GATA3 haplo-insufficiency causes human HDR syndrome (original) (raw)

Nature volume 406, pages 419–422 (2000)Cite this article

Abstract

Terminal deletions of chromosome 10p result in a DiGeorge-like phenotype that includes hypoparathyroidism, heart defects, immune deficiency, deafness and renal malformations1. Studies in patients with 10p deletions have defined two non-overlapping regions that contribute to this complex phenotype.

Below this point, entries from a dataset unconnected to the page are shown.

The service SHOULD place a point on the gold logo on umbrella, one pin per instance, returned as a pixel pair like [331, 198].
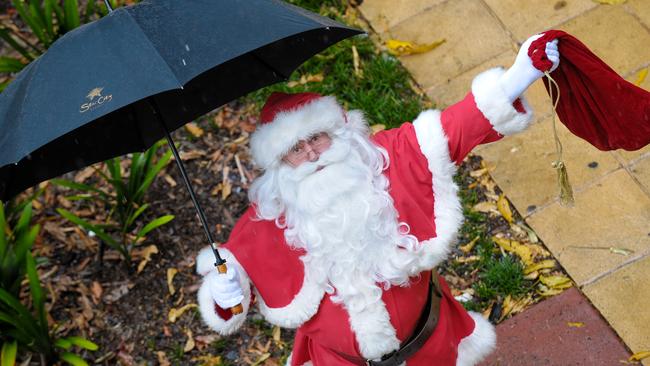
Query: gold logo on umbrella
[96, 99]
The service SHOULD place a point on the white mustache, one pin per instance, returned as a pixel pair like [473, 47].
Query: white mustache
[335, 154]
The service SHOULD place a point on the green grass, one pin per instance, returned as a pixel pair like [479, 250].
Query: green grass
[501, 277]
[383, 90]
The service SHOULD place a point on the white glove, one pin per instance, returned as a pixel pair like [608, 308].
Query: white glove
[225, 288]
[522, 73]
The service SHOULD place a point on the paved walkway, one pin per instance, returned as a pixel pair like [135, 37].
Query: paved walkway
[612, 189]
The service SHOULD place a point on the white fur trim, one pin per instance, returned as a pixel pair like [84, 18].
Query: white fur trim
[271, 141]
[473, 348]
[375, 334]
[206, 303]
[447, 208]
[303, 306]
[493, 102]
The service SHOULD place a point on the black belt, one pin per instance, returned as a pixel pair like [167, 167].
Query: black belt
[423, 330]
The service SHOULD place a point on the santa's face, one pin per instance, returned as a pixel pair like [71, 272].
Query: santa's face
[308, 149]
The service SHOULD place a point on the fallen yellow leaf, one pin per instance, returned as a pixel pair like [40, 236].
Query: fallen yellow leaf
[610, 2]
[548, 263]
[404, 48]
[276, 333]
[307, 78]
[639, 356]
[174, 313]
[262, 358]
[171, 272]
[576, 324]
[208, 360]
[485, 207]
[195, 130]
[556, 282]
[478, 172]
[355, 61]
[550, 291]
[162, 359]
[641, 78]
[504, 208]
[146, 254]
[523, 252]
[377, 127]
[469, 246]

These are the DiGeorge critical region II (refs 1, 2), which is located on 10p13-14, and the region for the hypoparathyroidism, sensorineural deafness, renal anomaly (HDR) syndrome3 (Mendelian Inheritance in Man number 146255)4, which is located more telomeric (10p14–10pter)5,6. We have performed deletion-mapping studies in two HDR patients, and here we define a critical 200-kilobase region which contains the GATA3 gene7. This gene belongs to a family of zinc-finger transcription factors that are involved in vertebrate embryonic development8,9,10. Investigation for GATA3 mutations in three other HDR probands identified one nonsense mutation and two intragenic deletions that predicted a loss of function, as confirmed by absence of DNA binding by the mutant GATA3 protein. These results show that GATA3 is essential in the embryonic development of the parathyroids, auditory system and kidneys, and indicate that other GATA family members may be involved in the aetiology of human malformations.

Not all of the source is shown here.